As the play opens, Theseus (a duke of Athens, played by Brett Cassidy) and Hippolyta (Camilla Leonard) are four days from their wedding when Egeus (Victor Morris) drags his daughter Hermia (Jamie Ann Romero) to Theseus in order to force her to marry his choice, Demetrius (Jeffrey Rashad), rather than her choice, Lysander (Bernadette Sefic). (Note that this Lysander is female.) Dad Egeus intends to make her decide between marrying Demetrius or choosing between death and life as a nun.
Hermia decides to run away to the forest, and tells her best friend Helena (who actually does love Demetrius) about the plot. They both split for the woods.
Meanwhile, Oberon (Paul James and Titania (Karen Aldridge), the king and queen of the fairies, have also come to the forest for the wedding. They are estranged because Titania refuses to give her changeling to Oberon.
Oberon starts the comedic problems when he instructs his sprite Puck (Christopher Michael Rivera) to concoct a magic potion to pour into Titania’s eyes while she sleeps. This potion will make her fall in love with the first living thing she sees when she awakens.
That potion will mess up lots of things and lead to many funny complications.
Meanwhile, the “mechanicals,” a group of six guys led (sort of) by Bottom the Weaver (Jake Milgard), have heard about the royal wedding-to-be and decide to provide a little entertainment for the group, with a “play” about lovers Pyramus and Thisbe, who are separated by a wall.
One plays the wall, one plays a lion and well, you can guess how it looks. It’s great for a laugh. And then the play is over, and so is the show.
The Afro-futurist elements are mainly in the costumes for principals Hippolyta, Oberon and Titania, and they are quite spectacular.

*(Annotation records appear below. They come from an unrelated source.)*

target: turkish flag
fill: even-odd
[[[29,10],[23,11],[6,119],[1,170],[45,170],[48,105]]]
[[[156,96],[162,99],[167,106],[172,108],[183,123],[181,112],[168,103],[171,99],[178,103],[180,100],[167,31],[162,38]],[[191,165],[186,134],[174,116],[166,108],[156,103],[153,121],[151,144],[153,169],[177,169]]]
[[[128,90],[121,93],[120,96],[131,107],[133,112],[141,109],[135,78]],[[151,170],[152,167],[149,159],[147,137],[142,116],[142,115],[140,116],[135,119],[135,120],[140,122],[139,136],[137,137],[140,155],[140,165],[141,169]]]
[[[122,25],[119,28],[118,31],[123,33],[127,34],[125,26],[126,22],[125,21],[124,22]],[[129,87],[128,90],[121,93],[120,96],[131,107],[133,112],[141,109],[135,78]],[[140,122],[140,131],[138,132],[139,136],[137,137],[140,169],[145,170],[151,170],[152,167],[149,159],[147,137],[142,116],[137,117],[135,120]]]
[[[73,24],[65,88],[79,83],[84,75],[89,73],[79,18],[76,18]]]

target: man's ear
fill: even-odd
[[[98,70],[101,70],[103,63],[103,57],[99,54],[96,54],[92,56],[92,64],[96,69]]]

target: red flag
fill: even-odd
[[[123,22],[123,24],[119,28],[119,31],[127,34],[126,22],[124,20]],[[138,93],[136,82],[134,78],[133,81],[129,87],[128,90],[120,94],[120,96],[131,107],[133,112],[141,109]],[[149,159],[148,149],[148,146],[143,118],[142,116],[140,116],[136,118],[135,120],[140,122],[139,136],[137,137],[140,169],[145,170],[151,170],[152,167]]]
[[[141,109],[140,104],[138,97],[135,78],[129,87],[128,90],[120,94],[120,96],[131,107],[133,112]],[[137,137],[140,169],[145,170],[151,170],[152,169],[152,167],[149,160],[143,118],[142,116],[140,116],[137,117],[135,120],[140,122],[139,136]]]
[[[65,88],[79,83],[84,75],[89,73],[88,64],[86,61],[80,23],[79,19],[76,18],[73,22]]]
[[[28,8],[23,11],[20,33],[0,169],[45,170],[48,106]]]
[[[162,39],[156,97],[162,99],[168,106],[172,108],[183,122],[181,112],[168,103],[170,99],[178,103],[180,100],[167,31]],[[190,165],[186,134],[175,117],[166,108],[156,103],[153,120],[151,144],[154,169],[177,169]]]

This play also accomplishes a goal of the Old Globe: it has cast eleven student actors from the Old Globe/University of San Diego Shiley Graduate Theatre Program.
This is McGregor’s last job here. After this show, she leaves the Globe to become artistic director of the New York Theatre Workshop.
I might have wished for a more "forest-y" look, since most of the play takes place in the woods. But if you’re in the mood for some goofiness with fine acting and fab costumes, you might give this “Midsummer Night’s Dream” a whirl.
The details
“A Midsummer Night’s Dream” plays through September 4, 2022 in the Lowell Davies Festival Theatre at the Old Globe Theatre, 1363 Old Globe Way in Balboa Park.
Performances: Tuesday through Sunday at 8 p.m.
Tickets: www.TheOldGlobe.org or (619) 234-5623.
COVID protocol: Masks strongly recommended but not required.